Spezza una sigaretta, se ne mette un moncone tra le labbra. Gli domando: che cosa, retrospettivamente, giudichi insopportabile di quegli anni?
«Il conformismo, il moralismo, del movimento – risponde di getto -. Mi ricordo di un sindacalista, Giuseppe Conti, che le prese perché accusato di amare la notte e il vino. Lotta Continua pubblicava le foto, gli indirizzi, le abitudini dei “nemici del popolo” o presunti tali, incitando i compagni a colpirli. Adriano Sofri dovrebbe star zitto anche solo per questo».
Invece fa la vittima. «Ma per favore. Ha avuto 9 processi, 4 o 5 sentenze di condanna, una di assoluzione, 3 interlocutorie e una revisione del processo. Il massimo mai concesso a un cittadino italiano. Di che si lamenta?».
Il femminismo, le donne. Sarà poi vero che il Sessantotto spezzò il giogo del maschilismo? «È vero il contrario. Le femmine, nel Movimento studentesco, erano utilizzate nel modo più maschilista possibile. Ma poiché i comunisti erano vincenti, le ragazze andavano tutte da quella parte. Mi ricordo ancora che Michelangelo Spada, uno dei capipopolo alla Statale, rubò la donna al fratello di Ivan Della Mea, il cantautore. Così, con un gesto d’imperio, come avrebbe fatto un don Rodrigo. Del resto, i repubblichini cantavano una canzone che diceva: “Le donne non ci vogliono più bene”. Le femmine così son fatte. Vanno dove c’è il potere».

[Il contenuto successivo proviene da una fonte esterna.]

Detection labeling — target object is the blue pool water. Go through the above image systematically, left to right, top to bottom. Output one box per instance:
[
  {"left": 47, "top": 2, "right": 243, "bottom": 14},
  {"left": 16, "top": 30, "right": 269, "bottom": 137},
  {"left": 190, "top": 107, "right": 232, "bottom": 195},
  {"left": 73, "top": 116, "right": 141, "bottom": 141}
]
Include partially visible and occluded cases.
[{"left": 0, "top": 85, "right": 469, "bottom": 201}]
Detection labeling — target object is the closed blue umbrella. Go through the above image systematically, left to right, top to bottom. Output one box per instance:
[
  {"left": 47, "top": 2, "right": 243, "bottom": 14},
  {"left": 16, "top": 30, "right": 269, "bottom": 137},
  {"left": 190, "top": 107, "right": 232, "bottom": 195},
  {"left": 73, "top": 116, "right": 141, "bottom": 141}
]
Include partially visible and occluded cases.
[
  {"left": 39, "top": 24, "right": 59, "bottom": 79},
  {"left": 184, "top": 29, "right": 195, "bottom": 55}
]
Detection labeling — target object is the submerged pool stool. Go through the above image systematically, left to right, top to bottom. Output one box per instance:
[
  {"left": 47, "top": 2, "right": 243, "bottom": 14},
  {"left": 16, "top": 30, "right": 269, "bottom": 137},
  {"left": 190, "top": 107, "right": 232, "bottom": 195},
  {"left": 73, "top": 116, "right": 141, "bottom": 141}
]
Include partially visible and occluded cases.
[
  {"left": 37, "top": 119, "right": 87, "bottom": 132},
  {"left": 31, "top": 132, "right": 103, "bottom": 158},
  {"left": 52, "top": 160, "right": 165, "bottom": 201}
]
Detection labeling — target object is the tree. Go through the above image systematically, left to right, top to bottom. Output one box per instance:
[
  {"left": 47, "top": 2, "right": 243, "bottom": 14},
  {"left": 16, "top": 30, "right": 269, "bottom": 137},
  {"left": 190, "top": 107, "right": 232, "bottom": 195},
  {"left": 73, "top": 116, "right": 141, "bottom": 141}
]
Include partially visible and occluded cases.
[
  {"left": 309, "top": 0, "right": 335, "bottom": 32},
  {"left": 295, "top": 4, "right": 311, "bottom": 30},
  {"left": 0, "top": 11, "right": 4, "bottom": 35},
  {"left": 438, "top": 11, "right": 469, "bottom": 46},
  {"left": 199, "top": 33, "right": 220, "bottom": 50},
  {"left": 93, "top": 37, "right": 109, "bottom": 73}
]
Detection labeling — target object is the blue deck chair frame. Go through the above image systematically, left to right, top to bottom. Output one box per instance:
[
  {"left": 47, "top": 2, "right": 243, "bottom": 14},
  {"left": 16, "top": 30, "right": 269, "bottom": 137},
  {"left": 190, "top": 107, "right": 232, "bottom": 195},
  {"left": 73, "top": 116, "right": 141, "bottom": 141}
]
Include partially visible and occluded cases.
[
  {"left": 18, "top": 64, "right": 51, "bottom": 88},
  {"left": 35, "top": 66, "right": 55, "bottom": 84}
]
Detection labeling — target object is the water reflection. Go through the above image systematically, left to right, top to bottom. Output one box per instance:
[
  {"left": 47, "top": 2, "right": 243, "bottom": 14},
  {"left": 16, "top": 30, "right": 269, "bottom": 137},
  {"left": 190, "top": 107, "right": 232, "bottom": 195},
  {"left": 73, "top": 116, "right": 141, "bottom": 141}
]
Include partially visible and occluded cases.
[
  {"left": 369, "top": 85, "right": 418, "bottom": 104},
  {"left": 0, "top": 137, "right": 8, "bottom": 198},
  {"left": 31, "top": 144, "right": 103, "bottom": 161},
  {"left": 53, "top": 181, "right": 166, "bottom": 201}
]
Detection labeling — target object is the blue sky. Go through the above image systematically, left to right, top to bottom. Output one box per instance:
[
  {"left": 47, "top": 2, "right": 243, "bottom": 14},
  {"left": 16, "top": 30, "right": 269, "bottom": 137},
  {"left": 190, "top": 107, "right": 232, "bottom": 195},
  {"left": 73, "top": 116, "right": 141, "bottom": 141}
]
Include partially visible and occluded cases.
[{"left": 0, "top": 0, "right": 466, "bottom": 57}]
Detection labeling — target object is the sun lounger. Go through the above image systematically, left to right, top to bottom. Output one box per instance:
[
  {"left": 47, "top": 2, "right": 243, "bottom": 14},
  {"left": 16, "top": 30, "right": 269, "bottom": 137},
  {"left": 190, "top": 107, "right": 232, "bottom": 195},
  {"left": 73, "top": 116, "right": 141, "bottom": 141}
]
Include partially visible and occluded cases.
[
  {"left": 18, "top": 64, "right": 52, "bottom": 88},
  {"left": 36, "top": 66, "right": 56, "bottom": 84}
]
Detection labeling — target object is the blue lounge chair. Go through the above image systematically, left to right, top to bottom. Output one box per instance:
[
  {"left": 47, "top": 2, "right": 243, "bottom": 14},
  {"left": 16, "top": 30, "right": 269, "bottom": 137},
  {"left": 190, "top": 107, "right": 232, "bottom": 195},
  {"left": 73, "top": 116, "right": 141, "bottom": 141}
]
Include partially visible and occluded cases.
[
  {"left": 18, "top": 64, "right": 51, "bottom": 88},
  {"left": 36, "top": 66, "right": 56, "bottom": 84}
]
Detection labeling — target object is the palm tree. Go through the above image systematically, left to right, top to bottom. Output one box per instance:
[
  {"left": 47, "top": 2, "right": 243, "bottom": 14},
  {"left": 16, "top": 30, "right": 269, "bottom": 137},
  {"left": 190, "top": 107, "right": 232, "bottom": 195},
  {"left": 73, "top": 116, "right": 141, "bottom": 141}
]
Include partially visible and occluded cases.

Sicché, quando gli domando se per caso è rimasto qualcosa di salvabile, dopo quella sventolata, la mia gli pare una provocazione. Mi guarda un po’ di traverso, divertito, mastica un grumo di tabacco, poi riflette a voce alta: «È rimasta la lobby dei vecchi ragazzi che non accettano di abbandonare lo status giovanile. Altro non vedo».
Da un pezzo Massimo Fini ha abbandonato il giornalismo sul campo. Da allora si annoia quietamente, trascorrendo giornate che lui definisce “squallide”. «Ho le rubriche da scrivere, dunque mi tocca leggere i giornali: veleno puro. Parlano tutti di roba che non so a chi interessi. Quanto alla libertà dei giornalisti: finita. I giornalisti sono tutti schierati, come agit prop. Ormai fanno un altro mestiere».
È stato così, passando da uno sdegno all’altro, sempre più isolato nella sua trappa intellettuale, che Massimo ha finito per diventare un seguace del mullah Omar, il “grande eroe romantico” che fugge in sidecar beffando gli americani.
«Anche il khomeinismo non mi dispiace. Discutibile, certo. Ma lì ci sono valori forti, largamente condivisi. Noi invece abbiamo elaborato il vuoto, il disimpegno, l’edonismo al più basso livello». Come siamo ridotti, è scritto a pagina 180 del suo Il ribelle. «Si dirà – leggo - che il fondamentalismo democratico e mercantile, a differenza di quello khomeinista, non vuole martiri né sacrifici umani. Ma alle volte bisogna pur chiedersi per che cosa si vive e per che cosa si muore.
Da noi si può anche morire, senza accorgersene, di Jovanotti, di Chiambretti, di Pupi, di Venture, di Fiorelli, di Costanzo, di Vespa».Come dire: doveva essere una rivoluzione, ed è andata a planare sull’Isola dei famosi.